INJURED WORKER RECEIVES $1.4 MILLION SETTLEMENT IN AN ON-THE-JOB INJURY CAUSED BY AN UNSAFE CONSTRUCTION SITE
DISABLED CARPENTER GETS $1.4 MILLION SETTLEMENT
An Amherst carpenter whose right hand was disabled during a building construction accident accepted a $1.4 million insurance settlement as a Buffalo jury was being selected for his trial, his attorney, Francis M. Letro said.
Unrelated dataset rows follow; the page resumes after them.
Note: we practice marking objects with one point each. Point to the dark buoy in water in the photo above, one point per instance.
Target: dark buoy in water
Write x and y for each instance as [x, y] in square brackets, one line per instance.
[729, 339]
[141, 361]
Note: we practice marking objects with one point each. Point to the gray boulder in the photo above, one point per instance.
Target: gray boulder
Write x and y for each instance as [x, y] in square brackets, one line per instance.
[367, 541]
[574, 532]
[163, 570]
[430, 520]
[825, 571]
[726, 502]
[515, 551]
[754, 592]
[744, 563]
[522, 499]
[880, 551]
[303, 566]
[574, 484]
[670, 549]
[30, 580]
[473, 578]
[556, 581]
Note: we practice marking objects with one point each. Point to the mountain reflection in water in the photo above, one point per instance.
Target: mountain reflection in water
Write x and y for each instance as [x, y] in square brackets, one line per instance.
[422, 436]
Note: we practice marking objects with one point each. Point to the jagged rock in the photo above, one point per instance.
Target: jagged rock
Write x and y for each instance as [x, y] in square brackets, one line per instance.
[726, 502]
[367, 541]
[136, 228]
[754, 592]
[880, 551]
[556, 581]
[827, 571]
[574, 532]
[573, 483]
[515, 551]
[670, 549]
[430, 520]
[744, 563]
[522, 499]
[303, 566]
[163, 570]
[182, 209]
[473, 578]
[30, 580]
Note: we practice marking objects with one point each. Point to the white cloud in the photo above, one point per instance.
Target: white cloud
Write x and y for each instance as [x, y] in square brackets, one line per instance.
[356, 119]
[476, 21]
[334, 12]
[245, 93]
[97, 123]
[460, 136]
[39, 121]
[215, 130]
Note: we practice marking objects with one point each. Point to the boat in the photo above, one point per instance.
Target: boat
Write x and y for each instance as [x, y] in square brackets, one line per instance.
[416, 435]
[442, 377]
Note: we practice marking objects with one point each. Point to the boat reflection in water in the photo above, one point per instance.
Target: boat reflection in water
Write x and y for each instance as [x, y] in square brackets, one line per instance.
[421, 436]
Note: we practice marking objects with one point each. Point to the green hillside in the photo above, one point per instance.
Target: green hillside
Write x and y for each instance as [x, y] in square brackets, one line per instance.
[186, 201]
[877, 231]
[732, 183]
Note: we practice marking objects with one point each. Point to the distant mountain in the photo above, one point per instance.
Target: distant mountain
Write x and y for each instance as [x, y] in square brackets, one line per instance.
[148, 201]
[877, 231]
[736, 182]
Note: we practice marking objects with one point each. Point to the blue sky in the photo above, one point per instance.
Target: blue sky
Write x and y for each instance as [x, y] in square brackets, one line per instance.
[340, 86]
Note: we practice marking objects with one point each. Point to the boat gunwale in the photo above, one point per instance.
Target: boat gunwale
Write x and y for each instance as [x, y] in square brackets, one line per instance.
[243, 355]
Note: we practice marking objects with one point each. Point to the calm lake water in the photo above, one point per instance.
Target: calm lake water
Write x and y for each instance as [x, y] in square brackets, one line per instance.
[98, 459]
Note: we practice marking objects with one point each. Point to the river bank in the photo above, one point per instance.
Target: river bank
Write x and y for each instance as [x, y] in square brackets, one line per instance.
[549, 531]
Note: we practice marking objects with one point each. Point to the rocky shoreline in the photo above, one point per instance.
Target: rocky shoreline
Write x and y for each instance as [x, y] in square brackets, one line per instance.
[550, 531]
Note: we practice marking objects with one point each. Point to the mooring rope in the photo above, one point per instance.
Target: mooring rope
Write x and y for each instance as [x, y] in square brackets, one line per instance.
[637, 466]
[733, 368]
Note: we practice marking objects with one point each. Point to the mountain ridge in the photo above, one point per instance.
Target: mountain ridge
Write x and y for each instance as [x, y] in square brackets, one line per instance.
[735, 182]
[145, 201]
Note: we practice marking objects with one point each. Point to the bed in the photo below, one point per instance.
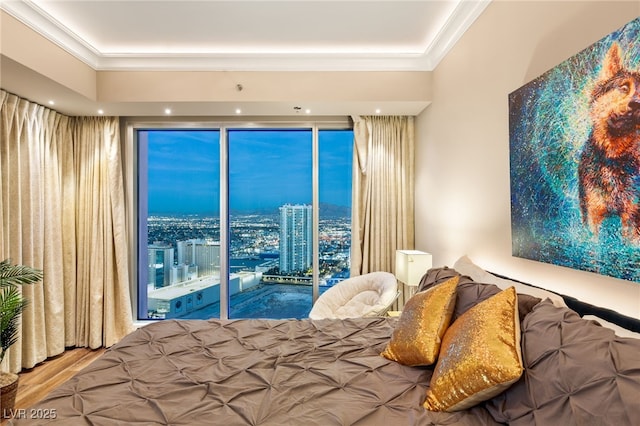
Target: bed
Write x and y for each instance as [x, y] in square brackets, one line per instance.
[331, 372]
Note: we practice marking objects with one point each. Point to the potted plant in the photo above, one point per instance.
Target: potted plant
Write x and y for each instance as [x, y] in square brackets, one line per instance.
[11, 306]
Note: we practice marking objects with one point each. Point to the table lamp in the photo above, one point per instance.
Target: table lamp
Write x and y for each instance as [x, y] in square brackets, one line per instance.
[411, 265]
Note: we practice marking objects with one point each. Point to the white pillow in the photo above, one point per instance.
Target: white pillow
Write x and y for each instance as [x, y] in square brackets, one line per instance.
[465, 266]
[620, 331]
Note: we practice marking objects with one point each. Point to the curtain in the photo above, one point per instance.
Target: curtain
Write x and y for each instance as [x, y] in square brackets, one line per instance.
[383, 194]
[62, 211]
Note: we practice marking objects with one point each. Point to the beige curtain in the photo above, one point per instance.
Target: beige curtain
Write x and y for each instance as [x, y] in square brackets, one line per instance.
[62, 210]
[383, 194]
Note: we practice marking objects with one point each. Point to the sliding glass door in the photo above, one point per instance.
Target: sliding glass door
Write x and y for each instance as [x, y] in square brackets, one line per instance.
[241, 222]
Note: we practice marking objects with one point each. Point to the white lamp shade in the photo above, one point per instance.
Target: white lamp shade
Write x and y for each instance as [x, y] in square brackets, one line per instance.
[411, 265]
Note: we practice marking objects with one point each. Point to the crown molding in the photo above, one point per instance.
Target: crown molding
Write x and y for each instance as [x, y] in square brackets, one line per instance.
[458, 22]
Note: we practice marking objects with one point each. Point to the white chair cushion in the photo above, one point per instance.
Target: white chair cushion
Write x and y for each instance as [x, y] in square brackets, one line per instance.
[361, 296]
The carpenter, who hasn't worked since the incident, will receive his full cash payment from insurance carriers. The settlement came as a jury was being selected. Earlier, the court ruled the construction companies were liable for the softening of the earth around the construction site. Mr. Letro said that because the stucco application being installed on the outer wall of the building had to be applied at temperatures well above freezing, the wall had been covered by plastic sheeting and propane heaters were left on from December 23 to December 26, when construction resumed. As the carpenter was climbing down the scaffolding that morning, it shifted because of the propane-softened earth. The carpenter fell five feet to the ground and suffered what initially seemed to be a broken right wrist, Letro said. The fall caused a circulation problem in his right hand that forced surgeons to eventually remove bones that left him with limited use of that hand.